Dans une requête en disjonction D'instances et pour un procès séparé, plaidée mardi, l'avocat anglais D'André Rwamakuba, Me David Hooper, a soutenu que "la grande partie des allégations sur lesquelles se fonde l'acte D'accusation ne concernent pas mon client, mais plutôt ses coaccusés".

"Il y a par ailleurs des allégations portant sur Rwamakuba et qui ne concernent pas ses coaccusés" a-t-il poursuivi.

Me Hooper a affirmé que la jonction était non appropriée, car " elle ne se fonde que sur le fait que ces gens ont été arrêtés vers la même période", ajoutant que les charges retenues contre son client ne lui sont imputées que parce qu'il a été membre du gouvernement.

"Ceci contraste avec les allégations imputées à D'autres coaccusés qui étaient tous des membres dominants du MRND, lesquels, selon les allégations du procureur dans l'acte D'accusation, ont joué un rôle significatif dans la préparation des événements qui ont culminé en 1994" a soutenu Me Hooper.

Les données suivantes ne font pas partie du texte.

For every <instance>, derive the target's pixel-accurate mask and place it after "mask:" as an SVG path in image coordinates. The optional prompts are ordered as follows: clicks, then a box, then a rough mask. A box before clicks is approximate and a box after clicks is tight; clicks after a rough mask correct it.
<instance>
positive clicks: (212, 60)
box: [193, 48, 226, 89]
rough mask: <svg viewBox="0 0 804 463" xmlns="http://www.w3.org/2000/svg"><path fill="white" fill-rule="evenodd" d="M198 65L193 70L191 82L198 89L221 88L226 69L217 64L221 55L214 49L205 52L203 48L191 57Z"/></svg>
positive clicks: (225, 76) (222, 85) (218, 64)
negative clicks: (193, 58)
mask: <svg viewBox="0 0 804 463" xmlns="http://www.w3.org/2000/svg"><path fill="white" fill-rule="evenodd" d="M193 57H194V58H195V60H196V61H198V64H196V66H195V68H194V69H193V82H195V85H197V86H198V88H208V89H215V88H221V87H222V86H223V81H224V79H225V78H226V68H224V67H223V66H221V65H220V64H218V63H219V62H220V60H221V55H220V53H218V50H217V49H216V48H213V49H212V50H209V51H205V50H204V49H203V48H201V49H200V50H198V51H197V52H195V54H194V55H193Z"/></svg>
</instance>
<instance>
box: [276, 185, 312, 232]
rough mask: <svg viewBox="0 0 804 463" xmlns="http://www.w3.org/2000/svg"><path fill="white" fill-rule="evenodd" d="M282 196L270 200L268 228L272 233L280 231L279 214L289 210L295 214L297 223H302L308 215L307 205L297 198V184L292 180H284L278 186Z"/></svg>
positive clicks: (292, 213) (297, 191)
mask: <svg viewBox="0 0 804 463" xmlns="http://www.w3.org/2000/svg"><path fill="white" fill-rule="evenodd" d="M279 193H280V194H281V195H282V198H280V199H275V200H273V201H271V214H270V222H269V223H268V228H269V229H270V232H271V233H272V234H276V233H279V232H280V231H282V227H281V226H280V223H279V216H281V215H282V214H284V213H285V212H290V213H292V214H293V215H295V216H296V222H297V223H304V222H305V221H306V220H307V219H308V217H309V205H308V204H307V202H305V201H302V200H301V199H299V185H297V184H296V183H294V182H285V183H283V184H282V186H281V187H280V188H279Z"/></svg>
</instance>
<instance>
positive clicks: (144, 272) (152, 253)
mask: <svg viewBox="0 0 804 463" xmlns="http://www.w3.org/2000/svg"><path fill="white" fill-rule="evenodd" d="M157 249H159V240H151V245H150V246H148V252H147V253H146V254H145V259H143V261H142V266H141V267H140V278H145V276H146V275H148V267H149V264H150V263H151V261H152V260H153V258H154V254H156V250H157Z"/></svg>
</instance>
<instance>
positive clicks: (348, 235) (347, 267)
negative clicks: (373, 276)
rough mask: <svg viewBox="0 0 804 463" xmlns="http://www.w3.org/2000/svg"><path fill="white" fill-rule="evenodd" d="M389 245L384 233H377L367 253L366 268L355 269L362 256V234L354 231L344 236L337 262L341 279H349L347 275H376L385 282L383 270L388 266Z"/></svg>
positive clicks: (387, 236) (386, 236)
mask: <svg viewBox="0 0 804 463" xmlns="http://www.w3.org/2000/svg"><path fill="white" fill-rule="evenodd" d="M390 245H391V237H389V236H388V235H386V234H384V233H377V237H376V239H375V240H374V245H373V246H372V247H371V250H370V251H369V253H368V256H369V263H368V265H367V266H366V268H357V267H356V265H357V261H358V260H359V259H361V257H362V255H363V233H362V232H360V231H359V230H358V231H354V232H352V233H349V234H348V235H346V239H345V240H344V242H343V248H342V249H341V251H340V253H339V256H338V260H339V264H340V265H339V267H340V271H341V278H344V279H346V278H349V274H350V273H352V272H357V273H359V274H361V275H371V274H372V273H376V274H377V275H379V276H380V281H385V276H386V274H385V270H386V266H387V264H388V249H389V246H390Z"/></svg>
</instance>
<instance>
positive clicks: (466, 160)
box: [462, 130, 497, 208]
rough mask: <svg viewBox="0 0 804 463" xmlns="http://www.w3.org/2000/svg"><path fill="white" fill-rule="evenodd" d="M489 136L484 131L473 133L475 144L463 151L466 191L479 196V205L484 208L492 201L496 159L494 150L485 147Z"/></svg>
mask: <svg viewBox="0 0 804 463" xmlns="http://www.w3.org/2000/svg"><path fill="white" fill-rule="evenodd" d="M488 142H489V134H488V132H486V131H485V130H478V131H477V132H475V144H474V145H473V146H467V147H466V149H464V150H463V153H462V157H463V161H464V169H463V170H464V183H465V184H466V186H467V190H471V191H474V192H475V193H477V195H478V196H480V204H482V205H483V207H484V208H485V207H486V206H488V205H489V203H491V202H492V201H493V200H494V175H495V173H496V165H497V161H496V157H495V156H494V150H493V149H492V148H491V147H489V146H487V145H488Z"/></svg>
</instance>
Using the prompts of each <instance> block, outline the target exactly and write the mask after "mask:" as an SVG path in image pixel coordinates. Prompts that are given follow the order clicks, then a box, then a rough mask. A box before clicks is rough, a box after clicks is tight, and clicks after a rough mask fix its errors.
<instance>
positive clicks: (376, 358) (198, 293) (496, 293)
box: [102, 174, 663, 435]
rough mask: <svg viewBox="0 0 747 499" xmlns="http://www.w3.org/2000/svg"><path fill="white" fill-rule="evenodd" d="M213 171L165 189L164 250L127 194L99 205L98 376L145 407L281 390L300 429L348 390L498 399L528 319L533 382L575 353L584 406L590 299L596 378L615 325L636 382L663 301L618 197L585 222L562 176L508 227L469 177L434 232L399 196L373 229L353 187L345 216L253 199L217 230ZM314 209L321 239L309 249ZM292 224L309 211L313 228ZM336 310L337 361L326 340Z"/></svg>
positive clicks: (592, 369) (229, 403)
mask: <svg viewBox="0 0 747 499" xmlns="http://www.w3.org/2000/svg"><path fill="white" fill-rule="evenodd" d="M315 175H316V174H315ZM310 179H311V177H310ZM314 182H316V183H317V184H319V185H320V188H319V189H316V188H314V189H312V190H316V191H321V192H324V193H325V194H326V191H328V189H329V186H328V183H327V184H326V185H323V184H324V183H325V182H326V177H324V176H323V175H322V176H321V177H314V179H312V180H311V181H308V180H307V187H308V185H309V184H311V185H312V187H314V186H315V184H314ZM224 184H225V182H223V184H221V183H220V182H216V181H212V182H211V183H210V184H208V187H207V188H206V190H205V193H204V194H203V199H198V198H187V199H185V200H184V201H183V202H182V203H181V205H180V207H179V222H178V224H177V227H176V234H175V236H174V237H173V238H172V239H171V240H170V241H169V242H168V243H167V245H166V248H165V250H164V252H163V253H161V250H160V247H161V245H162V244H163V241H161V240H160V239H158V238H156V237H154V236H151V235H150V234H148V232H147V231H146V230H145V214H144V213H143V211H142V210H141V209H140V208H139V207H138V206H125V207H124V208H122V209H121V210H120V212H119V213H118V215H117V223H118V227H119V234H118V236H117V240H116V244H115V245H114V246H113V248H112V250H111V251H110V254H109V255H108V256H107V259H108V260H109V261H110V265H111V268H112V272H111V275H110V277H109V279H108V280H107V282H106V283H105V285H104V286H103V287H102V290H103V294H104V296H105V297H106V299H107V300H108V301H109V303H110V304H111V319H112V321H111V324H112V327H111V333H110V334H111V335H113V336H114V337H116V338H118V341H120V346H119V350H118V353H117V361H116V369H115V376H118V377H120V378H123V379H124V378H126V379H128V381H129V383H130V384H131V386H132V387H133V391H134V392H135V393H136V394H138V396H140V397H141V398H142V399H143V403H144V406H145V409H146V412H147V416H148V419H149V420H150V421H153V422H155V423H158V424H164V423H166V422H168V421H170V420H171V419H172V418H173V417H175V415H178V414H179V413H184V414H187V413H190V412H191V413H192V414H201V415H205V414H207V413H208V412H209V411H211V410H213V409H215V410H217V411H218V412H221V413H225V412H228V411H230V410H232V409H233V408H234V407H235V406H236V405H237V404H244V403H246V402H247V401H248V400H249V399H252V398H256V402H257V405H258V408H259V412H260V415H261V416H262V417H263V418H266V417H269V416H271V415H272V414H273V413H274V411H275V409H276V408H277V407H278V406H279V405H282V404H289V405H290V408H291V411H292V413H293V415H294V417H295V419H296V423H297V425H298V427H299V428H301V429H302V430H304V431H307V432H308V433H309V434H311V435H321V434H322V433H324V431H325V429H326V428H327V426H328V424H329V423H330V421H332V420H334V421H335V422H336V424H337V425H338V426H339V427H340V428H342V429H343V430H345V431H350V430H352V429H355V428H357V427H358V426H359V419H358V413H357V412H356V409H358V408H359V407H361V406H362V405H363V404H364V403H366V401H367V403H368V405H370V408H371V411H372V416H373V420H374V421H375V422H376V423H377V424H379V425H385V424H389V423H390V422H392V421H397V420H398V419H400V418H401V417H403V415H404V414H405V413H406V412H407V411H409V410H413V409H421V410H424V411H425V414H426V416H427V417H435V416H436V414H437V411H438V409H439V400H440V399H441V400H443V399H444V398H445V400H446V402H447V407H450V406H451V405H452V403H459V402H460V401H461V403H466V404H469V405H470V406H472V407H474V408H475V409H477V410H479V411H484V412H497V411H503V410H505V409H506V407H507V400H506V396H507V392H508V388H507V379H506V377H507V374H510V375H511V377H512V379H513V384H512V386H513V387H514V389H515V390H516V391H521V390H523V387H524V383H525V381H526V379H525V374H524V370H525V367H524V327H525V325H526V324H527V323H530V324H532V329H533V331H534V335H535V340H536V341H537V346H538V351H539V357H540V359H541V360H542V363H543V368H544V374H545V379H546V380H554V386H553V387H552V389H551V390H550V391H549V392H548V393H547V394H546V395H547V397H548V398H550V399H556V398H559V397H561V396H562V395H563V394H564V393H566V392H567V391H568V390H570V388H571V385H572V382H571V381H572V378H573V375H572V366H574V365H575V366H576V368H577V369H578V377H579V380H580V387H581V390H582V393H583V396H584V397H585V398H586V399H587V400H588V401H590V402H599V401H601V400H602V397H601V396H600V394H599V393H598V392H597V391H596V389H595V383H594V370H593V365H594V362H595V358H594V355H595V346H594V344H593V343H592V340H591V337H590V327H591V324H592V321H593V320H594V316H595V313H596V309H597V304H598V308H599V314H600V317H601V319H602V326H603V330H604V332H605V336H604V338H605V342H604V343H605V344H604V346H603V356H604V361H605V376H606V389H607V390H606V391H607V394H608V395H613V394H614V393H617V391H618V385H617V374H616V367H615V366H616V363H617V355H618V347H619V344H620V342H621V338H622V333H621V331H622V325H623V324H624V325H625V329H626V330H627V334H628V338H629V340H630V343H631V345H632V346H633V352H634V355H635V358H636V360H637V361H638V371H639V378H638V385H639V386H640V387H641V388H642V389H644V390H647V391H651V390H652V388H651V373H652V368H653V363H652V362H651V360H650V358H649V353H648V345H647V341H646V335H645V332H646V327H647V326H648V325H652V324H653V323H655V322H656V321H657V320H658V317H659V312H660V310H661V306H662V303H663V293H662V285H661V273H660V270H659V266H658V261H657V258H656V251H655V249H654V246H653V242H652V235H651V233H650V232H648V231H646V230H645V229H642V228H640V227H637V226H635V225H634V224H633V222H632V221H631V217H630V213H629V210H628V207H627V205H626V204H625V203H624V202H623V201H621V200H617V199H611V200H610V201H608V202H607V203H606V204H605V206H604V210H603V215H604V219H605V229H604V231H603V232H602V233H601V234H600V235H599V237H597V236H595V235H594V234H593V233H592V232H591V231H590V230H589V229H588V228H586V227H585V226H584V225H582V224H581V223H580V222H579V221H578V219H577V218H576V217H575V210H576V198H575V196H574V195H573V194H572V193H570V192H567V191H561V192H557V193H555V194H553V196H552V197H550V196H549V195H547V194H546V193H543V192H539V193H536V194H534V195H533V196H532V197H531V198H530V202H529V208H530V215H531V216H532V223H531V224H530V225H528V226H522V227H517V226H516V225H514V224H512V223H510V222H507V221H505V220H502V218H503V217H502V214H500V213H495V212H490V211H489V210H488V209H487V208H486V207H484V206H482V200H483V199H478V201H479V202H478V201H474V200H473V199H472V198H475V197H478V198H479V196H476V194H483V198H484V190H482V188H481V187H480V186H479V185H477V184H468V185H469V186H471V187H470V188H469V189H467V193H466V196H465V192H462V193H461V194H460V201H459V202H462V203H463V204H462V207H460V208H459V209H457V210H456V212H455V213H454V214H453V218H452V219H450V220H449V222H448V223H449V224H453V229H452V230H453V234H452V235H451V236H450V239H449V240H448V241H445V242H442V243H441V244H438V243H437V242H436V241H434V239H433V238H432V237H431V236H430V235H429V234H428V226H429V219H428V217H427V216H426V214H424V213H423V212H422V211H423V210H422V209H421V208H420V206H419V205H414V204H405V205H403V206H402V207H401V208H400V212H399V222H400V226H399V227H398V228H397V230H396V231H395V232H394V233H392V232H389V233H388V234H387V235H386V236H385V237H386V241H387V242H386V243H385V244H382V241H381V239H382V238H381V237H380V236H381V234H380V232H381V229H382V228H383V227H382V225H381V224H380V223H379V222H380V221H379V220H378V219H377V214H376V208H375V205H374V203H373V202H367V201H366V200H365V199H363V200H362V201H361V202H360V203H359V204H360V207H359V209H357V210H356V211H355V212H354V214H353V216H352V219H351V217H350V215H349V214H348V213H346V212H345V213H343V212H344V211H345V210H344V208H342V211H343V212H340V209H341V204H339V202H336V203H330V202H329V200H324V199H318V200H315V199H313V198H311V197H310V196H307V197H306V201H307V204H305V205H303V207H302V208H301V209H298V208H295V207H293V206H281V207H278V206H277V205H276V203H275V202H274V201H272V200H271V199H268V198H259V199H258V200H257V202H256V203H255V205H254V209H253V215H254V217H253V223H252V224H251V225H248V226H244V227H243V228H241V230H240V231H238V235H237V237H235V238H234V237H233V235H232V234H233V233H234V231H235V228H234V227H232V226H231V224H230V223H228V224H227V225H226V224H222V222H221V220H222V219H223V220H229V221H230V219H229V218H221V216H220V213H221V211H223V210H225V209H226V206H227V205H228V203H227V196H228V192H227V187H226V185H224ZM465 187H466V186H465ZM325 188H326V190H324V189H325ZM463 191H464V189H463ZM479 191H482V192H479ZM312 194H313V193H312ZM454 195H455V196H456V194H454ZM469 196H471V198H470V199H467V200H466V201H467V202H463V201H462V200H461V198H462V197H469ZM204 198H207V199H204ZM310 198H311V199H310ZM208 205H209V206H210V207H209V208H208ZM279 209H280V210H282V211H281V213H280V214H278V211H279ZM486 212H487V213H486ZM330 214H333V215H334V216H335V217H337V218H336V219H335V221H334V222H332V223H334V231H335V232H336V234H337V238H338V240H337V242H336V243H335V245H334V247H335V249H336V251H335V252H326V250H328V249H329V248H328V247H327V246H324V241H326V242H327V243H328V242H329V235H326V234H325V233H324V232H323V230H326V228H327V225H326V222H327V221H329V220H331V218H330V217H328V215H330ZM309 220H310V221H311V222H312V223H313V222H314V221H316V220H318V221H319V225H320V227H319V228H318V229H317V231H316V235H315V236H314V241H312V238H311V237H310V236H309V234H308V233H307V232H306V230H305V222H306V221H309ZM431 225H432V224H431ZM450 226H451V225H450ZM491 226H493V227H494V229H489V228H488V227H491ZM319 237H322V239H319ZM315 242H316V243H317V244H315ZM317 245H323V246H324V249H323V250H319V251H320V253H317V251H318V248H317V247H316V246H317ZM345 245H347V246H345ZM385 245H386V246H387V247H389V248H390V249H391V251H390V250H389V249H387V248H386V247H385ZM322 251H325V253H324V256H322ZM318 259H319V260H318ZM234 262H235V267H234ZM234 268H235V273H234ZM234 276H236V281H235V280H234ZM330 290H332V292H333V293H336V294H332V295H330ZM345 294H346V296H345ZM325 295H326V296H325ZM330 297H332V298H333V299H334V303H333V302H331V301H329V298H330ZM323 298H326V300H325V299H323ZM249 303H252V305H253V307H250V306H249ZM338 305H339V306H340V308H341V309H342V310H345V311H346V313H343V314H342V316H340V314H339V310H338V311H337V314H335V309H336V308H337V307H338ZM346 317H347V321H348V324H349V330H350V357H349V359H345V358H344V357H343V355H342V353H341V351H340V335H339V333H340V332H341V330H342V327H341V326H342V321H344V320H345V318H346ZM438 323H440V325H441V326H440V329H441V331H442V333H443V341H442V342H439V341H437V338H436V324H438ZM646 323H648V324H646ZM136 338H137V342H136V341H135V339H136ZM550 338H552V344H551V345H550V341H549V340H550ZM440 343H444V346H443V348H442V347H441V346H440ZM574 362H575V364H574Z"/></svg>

"Mon client n'avait occupé aucun poste important antérieurement, contrairement à Nzirorera, Ngirumpatse et Karemera [...] Il n'y a aucun élément de preuve qui démontre que Rwamakuba avait été associé à ses trois coaccusés" a plaidé l'avocat anglais.

Me Hooper a ajouté que son client était membre du parti Mouvement démocratique républicain (MDR) "très opposé au MRND" .Il a indiqué que Rwamakuba craignait ce parti, et qu'il s'était désolidarisé de la majorité des détenus du TPIR pour exprimer sa crainte.

"Le Dr Rwamakuba a perdu trois membres de sa famille, tués par les Interahamwe [milice du MRND], et il serait odieux pour lui de comparaître avec les mêmes gens qui ont dirigé les Interahamwe, et qui ont planifié les massacres" a indiqué l'avocat.

Me Hooper a affirmé qu'un procès conjoint serait préjudiciable à Rwamakuba, "parce que cela empêcherait la défense D'adopter une ligne qui pourrait reprocher beaucoup de choses à ses coaccusés dans la présentation de ses moyens de défense".

Dans sa réponse la représentante du parquet, Paula Milinda, a demandé à la chambre de rejeter la requête, expliquant qu'elle n'était pas fondée ni en droit ni en fait.

La représentante du parquet a soutenu que l'accusé Rwamakuba "avait des aspirations affiliées à celles de ses coaccusés, et qu'il était plus qu'un acteur passif avant même qu'il ne soit nommé au gouvernement intérimaire"

"Comme ses coaccusés, il a exercé des influences sur les autorités locales, certains témoins l'ont vu en compagnie de ses coaccusés. [...] Il a fait des déclarations incitant aux massacres des Tutsis, dont certaines ont été diffusées à la RTLM,"[la Radio-télévision libre des mille collines].

l'accusation a par ailleurs argué que la jonction éviterait aux témoins de venir plusieurs fois et épargnerait au Tribunal "toutes les questions connexes liées à ce problème".

l'affaire a été mise en délibéré devant la deuxième chambre de première instance du TPIR présidée par le juge sénégalais Laïty Kama, et comprenant en outre les juges tanzanien, William Hussein Sekule, et turc, Mehmet Güney.